Let’s walk through an example to see how it works:

The rolling mechanism¶

We look into the following example flat DataFrame in tsfresh format (see Data Formats). Rolling also works for all other time series formats.

id	time	x	y
1	1	1	5
1	2	2	6
1	3	3	7
1	4	4	8
2	8	10	12
2	9	11	13

where you have measured the values from two sensors x and y for two different entities (id 1 and 2) in 4 or 2 time steps (1, 2, 3, 4, 8, 9).

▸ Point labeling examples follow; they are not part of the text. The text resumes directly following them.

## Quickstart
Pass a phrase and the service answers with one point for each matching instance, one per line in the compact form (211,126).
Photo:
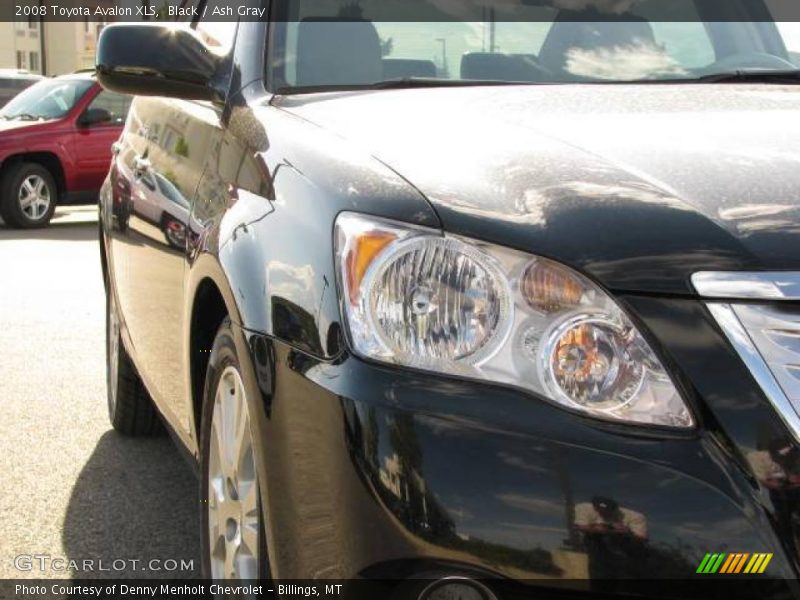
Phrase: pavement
(73,489)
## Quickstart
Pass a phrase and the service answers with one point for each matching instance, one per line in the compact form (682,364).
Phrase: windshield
(48,99)
(548,41)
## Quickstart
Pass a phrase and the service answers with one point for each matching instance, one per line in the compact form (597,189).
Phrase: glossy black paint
(370,469)
(159,60)
(640,186)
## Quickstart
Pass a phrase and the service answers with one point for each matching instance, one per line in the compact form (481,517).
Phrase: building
(21,45)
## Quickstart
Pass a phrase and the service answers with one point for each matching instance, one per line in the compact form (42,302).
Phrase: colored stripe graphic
(740,564)
(734,563)
(713,567)
(726,565)
(767,558)
(730,564)
(701,568)
(754,562)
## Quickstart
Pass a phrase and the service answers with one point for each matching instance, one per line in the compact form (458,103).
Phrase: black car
(523,309)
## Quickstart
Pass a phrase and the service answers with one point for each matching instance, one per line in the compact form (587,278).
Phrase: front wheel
(28,196)
(234,541)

If you want to follow along, here is the python code to generate this data:

import pandas as pd
df = pd.DataFrame({
   "id": [1, 1, 1, 1, 2, 2],
   "time": [1, 2, 3, 4, 8, 9],
   "x": [1, 2, 3, 4, 10, 11],
   "y": [5, 6, 7, 8, 12, 13],
})

Now, we can use tsfresh.utilities.dataframe_functions.roll_time_series() to get consecutive sub-time series. You could think of having a window sliding over your time series data and extracting out every data you can see through this window. There are three parameters to tune the window:

max_timeshift defines, how large the window is at maximum. The extracted time series will have at maximum a length of max_timeshift + 1. (they can also be smaller, as time stamps in the beginning have less past values).
min_timeshift defines the minimal size of each window. Shorter time series (from the beginning) will be omitted.
Advanced: rolling_direction: if you want to slide in positive (increasing sort) or negative (decreasing sort) direction. You barely need negative direction, so you probably not want to change the default.

The column parameters are the same as in the usual Data Formats.

Let’s see what will happen with our data sample:

from tsfresh.utilities.dataframe_functions import roll_time_series
df_rolled = roll_time_series(df, column_id="id", column_sort="time")

The new data set consists only of values from the old data set, but with new ids. Also the sort column values (in this case time) is copied. If you group by id, you will end up with the following parts (or “windows”):

id	time	x	y
(1,1)	1	1	5

id	time	x	y
(1,2)	1	1	5
(1,2)	2	2	6

id	time	x	y
(1,3)	1	1	5
(1,3)	2	2	6
(1,3)	3	3	7

id	time	x	y
(1,4)	1	1	5
(1,4)	2	2	6
(1,4)	3	3	7
(1,4)	4	4	8

id	time	x	y
(2,8)	8	10	12

id	time	x	y
(2,9)	8	10	12
(2,9)	9	11	13

For example, you can now run the usual feature extraction on the rolled data:

from tsfresh import extract_features
df_features = extract_features(df_rolled, column_id="id", column_sort="time")

You will end up with features generated for each of the parts above, which you can then use for training your forecasting model.

variable	x__abs_energy	x__absolute_sum_of_changes	…
id			…
(1,1)	1.0	0.0	…
(1,2)	5.0	1.0	…
(1,3)	14.0	2.0	…
(1,4)	30.0	3.0	…
(2,8)	100.0	0.0	…
(2,9)	221.0	1.0	…

The features for e.g. for the id (1,3) are extracted using the data of id=1 up to and including t=3 (so t=1, t=2 and t=3).

If you want to train for a forecasting, tsfresh also offers the function tsfresh.utilities.dataframe_functions.make_forecasting_frame(), which will help you match the target vector properly. This process is visualized by the following figure. It shows how the purple, rolled sub-timeseries are used as base for the construction of the feature matrix X (if f is the extract_features function). The green data points need to be predicted by the model and are used as rows in the target vector y. Be aware that this only works for a one-dimensional time series of a single id and kind.

Parameters and Implementation Notes¶

The above example demonstrates the overall rolling mechanism, which creates new time series. Now we discuss the naming convention for such new time series.

For identifying every subsequence, tsfresh uses the time stamp of the point that will be predicted together with the old identifier as “id”. For positive rolling, this timeshift is the last time stamp in the subsequence. For negative rolling, it is the first one, for example the above dataframe rolled in negative direction gives us:

id	time	x	y
(1,1)	1	1	5
(1,1)	2	2	6
(1,1)	3	3	7
(1,1)	4	4	8
(1,2)	2	2	6
(1,2)	3	3	7
(1,2)	4	4	8
(1,3)	3	3	7
(1,3)	4	4	8
(1,4)	4	4	8
(2,8)	8	10	12
(2,8)	9	11	13
(2,9)	9	11	13

which you could use to predict the current value using the future time series values (if that makes sense in your case).

Choosing a non-default max_timeshift or min_timeshift would make the extracted sub-time-series smaller or even remove them completely (e.g. with min_timeshift = 1 the (1,1) (i.e. id=1,timeshift=1) of the positive rolling case would disappear).